When Camp returned to his engineering job at Hewlett-Packard, he put up a bulletin board notice asking for donations for his next trip. He received boxes of supplies from workers, and an article ran in the employee newsletter. By fall of that year, the program had about 45 members and started getting international news coverage.

Camp, who is president of the Central American Chapter, recalled the special care taken with a young Mexican girl with polio. The group worked with doctors at Stanford to make braces for her legs. But after various braces kept breaking, one of the specialists flew to Mexico with the doctors to assess the situation.

“Before the plane touched the ground, he said, ‘I know what the problem is—they don’t have sidewalks,'” Camp said.

The specialist made metal braces for the girl that worked. The volunteers remember the gratitude from the villagers.

Lober says that one of the biggest rewards for the doctors is seeing the people’s appreciation. He recalls some stepping out of their houses to shout “Go with God” when the volunteers walked by.

“It’s a life-changing experience,” Lober said. “You see how thankful they are.”

The clinics are often set up in schools or town centers. Camp said the Flying Doctors have come a long way from their beginning days of only pulling teeth, although the technological limitations of the villages have called for creativity. He remembered hand cranks and scuba tanks being the only forms of power. Today, the doctors have portable dental units and compressors, although they are still very limited in what they can do.

The typical trip consists of 10 volunteers who leave on a Thursday, work in the clinic on Friday and part of Saturday and then have the rest of the time to explore until their return home Sunday.

Lober said the clinic sees about 80 people each trip. The doctors give away 300 to 400 pairs of eyeglasses that are donated by the Lions Club.

Robert Schmidt, who has been a member of the Flying Doctors for about two years, was a co-pilot on the March trip. While on the ground, he helped attend to the whirlwind of patients.

“There was a new appointment every 20 minutes,” Schmidt said. “We were just running them through like crazy.”

Dan Lyons, an optometrist, who was also part of the March trip, said that the bonds formed with the other volunteers add to the experience.

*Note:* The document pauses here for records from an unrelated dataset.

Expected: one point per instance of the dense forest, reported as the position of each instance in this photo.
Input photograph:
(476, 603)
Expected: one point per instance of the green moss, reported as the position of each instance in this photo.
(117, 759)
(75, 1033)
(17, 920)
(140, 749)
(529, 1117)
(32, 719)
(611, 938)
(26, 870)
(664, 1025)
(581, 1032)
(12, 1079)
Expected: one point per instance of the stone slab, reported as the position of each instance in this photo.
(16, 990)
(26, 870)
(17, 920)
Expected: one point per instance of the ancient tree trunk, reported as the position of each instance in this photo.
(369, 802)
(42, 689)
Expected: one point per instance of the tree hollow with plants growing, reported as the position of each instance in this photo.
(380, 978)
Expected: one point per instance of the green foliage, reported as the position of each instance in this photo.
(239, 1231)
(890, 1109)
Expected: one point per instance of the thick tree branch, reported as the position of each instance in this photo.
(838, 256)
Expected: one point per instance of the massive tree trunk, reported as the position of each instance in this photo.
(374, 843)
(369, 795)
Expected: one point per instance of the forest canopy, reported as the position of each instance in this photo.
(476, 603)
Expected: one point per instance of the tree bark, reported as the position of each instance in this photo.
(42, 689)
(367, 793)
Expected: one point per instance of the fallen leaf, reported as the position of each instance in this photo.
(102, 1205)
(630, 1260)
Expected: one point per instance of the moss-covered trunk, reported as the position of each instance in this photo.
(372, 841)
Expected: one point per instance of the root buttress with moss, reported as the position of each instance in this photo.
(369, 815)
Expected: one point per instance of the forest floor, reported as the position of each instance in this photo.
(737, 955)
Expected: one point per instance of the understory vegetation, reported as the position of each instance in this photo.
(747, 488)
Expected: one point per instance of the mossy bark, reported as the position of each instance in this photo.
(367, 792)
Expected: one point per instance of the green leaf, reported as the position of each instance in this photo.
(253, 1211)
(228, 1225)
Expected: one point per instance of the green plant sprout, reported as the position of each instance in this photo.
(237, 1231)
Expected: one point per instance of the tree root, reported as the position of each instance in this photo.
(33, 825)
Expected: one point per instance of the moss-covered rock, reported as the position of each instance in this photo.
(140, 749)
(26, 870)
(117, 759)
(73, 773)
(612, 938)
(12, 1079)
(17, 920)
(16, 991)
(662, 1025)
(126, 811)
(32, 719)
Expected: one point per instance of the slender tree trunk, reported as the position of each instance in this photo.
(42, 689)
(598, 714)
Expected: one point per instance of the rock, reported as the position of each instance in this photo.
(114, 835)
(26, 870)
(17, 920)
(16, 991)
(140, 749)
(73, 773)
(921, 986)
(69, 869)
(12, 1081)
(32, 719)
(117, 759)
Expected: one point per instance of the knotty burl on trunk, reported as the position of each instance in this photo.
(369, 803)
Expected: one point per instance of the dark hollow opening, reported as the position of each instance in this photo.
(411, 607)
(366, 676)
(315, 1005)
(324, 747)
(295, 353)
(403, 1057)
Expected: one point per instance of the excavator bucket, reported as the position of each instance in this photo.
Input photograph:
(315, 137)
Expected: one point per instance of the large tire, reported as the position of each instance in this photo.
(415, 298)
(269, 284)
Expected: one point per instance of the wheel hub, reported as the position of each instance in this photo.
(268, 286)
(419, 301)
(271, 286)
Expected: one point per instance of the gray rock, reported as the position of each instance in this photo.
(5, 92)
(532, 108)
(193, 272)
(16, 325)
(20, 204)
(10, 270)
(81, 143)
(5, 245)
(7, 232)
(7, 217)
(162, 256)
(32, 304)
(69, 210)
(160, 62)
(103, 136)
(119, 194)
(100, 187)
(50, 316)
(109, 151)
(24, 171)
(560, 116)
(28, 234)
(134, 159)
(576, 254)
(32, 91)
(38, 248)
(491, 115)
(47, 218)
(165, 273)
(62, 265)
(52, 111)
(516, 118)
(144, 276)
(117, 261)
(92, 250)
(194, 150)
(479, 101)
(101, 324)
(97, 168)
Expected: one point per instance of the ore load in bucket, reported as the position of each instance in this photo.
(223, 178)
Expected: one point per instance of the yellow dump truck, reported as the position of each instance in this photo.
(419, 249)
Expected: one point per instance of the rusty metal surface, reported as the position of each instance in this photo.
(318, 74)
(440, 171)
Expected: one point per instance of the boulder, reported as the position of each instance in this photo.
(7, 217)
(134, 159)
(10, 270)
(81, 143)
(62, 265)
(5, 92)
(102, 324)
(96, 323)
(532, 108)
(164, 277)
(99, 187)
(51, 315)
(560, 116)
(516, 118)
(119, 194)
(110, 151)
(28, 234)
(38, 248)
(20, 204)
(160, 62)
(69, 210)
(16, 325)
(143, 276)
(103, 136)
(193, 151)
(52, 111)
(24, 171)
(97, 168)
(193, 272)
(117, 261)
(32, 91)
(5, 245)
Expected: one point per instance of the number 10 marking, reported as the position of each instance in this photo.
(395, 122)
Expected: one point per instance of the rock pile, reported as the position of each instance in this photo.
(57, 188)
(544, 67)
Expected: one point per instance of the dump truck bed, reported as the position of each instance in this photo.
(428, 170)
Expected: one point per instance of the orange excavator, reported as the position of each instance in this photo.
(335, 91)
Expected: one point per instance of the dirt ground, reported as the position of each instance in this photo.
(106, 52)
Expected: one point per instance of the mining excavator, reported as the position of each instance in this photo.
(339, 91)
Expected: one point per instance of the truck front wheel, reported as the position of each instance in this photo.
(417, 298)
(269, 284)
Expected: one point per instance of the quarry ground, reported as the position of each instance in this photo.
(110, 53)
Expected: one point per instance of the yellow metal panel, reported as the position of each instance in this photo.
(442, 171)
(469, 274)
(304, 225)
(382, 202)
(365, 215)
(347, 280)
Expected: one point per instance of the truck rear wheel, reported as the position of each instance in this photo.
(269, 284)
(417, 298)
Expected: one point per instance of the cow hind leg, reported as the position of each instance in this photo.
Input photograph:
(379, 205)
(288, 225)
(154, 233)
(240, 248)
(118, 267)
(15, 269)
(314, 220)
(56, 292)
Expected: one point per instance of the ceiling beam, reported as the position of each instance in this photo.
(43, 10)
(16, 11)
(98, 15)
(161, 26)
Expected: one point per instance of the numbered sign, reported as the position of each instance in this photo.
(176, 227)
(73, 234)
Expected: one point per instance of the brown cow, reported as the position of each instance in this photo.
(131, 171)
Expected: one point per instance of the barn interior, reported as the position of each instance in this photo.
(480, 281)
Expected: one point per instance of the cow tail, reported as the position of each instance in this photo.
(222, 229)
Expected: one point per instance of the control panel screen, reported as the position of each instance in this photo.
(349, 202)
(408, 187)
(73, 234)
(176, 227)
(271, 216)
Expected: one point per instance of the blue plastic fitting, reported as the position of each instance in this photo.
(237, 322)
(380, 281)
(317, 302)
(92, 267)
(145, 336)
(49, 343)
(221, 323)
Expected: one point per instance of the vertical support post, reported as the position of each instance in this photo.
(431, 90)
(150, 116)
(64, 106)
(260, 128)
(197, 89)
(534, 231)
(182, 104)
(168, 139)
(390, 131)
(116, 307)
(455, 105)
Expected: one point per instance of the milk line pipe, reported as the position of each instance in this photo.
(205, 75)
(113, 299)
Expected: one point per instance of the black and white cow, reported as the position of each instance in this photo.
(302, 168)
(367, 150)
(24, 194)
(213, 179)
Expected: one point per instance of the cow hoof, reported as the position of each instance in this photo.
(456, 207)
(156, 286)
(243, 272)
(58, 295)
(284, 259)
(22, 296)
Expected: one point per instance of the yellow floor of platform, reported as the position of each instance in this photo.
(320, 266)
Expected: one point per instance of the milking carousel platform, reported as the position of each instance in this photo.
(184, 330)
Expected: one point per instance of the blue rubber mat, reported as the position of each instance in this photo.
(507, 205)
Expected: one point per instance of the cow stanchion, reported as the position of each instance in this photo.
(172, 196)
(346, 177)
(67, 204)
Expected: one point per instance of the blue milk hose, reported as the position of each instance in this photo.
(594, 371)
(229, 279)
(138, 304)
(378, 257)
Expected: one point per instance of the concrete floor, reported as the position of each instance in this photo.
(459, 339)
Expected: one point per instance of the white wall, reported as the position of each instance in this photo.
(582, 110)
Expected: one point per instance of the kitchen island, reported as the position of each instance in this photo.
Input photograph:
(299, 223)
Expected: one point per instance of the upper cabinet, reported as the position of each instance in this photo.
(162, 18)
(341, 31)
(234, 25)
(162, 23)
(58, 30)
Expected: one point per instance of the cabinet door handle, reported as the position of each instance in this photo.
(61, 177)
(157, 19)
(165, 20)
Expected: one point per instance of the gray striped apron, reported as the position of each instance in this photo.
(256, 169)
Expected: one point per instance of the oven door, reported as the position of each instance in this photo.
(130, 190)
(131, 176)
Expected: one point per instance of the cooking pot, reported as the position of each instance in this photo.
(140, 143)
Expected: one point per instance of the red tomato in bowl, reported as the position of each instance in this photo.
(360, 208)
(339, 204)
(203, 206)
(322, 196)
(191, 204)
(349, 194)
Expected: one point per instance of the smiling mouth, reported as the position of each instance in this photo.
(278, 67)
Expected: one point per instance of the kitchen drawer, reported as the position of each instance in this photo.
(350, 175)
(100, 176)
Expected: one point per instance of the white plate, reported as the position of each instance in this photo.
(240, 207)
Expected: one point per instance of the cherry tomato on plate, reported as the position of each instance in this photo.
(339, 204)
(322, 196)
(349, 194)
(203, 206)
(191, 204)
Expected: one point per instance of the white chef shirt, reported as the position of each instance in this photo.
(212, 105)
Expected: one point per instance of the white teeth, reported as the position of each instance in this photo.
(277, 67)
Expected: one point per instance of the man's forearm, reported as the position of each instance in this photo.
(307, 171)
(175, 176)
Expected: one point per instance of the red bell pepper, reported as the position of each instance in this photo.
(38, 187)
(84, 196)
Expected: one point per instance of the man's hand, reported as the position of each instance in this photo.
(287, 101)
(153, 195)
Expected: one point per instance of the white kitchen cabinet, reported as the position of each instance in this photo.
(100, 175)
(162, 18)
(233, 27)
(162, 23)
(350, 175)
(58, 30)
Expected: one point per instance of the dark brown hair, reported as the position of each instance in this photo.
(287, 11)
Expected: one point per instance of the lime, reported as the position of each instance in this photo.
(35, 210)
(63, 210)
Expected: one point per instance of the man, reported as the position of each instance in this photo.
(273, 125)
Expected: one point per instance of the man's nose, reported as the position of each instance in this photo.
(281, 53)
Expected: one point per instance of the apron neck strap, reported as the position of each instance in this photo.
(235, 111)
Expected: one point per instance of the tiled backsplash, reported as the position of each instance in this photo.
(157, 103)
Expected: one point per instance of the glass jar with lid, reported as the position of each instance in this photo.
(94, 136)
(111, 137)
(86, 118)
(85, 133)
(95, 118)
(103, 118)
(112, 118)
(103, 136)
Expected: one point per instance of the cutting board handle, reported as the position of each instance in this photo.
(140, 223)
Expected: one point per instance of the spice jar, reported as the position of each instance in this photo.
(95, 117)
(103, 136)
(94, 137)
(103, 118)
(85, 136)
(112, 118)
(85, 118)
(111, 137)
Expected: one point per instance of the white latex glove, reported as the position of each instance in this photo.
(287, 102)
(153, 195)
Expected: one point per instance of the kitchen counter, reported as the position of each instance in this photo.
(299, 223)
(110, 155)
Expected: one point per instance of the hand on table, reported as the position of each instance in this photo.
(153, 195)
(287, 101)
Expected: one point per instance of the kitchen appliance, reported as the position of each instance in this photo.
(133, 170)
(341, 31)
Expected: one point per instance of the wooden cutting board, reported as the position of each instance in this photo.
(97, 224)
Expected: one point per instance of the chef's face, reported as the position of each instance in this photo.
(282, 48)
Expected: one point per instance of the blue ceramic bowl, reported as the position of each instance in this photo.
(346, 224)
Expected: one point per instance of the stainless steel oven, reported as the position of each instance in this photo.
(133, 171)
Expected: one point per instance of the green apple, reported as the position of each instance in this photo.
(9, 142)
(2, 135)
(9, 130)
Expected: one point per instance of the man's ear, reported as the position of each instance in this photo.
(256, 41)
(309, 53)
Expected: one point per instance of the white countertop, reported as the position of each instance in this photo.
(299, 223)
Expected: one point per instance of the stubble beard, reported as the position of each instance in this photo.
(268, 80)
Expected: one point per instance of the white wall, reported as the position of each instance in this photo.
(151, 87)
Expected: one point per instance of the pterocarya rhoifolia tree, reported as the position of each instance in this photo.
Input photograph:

“It’s pretty amazing,” Lyons said. “Not only are you helping other people, but there is a camaraderie you establish with people on the trip.”

Translators and other volunteers accompany the team. Translators Esther Bousguet and Susan Bruno have been on many trips. “It’s an honor to be a translator because you’re with the people,” Bruno said. “You laugh with the people and make the people feel comfortable.”

Bruno said that the culture shock can sometimes be problematic for first-timers.

“If you are not exposed to other cultures, you go there, and it’s different from what you know, but it’s not wrong from what you know,” Bruno said.

Besides pilots, doctors and translators, the program needs volunteers to help with the odds and ends, Lober said.

“There really is a need for people to help who don’t have all the training of a medical person.”